You can see that, given some starting configuration of weights, there is typically some way of changing the weights that will reduce the total error. The learning rule makes this weight adjustment–it alters the configuration of weights so as to move “down” the error gradient depicted in the graph.
You can explore how this gradient changes with different training patterns (just change the values in the top-left yellow area), the range of weights plotted (change the values in the fields labelled “Weight 1 range” and “Weight 2 range”), or the activation function used by the output unit (change the letter in cell X1). If, for instance, you change the activation function to “threshold,” the error landscape becomes much more blocky, since any given set of weights generates either a 1 or a 0 activation on the output unit (which means the squared error summed across the 4 patterns can only take on the values 0, 1, 2, 3 or 4)
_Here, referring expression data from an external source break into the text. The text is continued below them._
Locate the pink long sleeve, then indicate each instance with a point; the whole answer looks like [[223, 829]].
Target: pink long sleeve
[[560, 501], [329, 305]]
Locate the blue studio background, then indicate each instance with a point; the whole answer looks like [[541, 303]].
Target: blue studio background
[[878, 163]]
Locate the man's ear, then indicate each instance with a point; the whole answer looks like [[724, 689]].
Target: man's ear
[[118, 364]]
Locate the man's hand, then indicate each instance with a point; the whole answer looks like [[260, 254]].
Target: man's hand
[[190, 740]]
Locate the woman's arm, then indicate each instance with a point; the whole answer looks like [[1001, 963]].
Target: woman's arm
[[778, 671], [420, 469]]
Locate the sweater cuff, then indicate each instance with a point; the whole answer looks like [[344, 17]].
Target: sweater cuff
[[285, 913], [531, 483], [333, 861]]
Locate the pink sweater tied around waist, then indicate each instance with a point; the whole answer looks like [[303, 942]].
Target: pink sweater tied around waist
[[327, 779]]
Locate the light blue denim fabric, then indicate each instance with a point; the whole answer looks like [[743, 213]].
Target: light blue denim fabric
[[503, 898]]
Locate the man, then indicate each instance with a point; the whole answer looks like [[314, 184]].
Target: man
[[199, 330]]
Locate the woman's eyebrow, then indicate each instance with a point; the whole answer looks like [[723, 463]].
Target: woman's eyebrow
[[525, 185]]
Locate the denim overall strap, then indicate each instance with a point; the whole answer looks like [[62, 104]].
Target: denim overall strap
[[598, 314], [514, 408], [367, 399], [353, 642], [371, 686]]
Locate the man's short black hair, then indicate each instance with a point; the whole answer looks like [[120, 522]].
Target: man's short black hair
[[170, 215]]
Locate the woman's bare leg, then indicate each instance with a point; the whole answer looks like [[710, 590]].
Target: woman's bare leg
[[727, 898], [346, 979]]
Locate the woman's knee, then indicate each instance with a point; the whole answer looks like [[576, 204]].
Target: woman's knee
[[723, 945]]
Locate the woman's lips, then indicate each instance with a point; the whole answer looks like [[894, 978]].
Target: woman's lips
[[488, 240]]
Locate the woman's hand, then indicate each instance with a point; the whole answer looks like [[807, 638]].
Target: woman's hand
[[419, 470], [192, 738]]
What about the other worksheets? These show, for each configuration of starting weights, activation function, and training set, how the weights and total error change, using the delta rule, as the network steps successively through patterns A, B, C and D. So, the first matrix labelled A on the “LnWtChange” sheet shows the values for W1 and W2 after the network has been trained once with pattern A, given the learning rate indicated in cell I1, as well as the total error generated by all 4 patterns with this weight configuration. The next matrix, labelled B, shows the next set of weights and total error generated by the delta rule when pattern B is subsequently presented; then comes C, D, A, B, and so on. The same changes are also shown for Threshold and Sigmoidal activation functions in the sheets with corresponding labels.
Finally, the sheets with “ErrPlots” extensions show the total error across all patterns after each pattern presentation. Ideally, this should go consistently down, but you will see that it varies depending on the learning rate and the particular training corpus. (All of these values will automatically change if you change any of the yellow boxes in the first worksheet). You can play around with changes to the various patterns or to the learning rate, and see how these affects the reduction of error in the different activation functions.
It is also interesting to look at how the weights change from pattern presentation to pattern presentation. You can do this easily by generating a scatter plot of the all the pairs of weights at different points during training. For instance, here is the set of starting weights (generated by scatter-plotting A10:B59 on the LinWtChange sheet).
It just shows that the different starting weights are evenly spread around the space. In contrast, here are the final set of weights generated by the delta rule after training with the default corpus using a linear activation function (generated by plotting DY10:DZ59 on the same worksheet).
The final configuration of weights always lands somewhere on a straight line in the weight space! So, you can think of learning as moving the weights from whereever they begin to a point on a straight line in weight space. The exact slope and intercept of this line depends on the training set.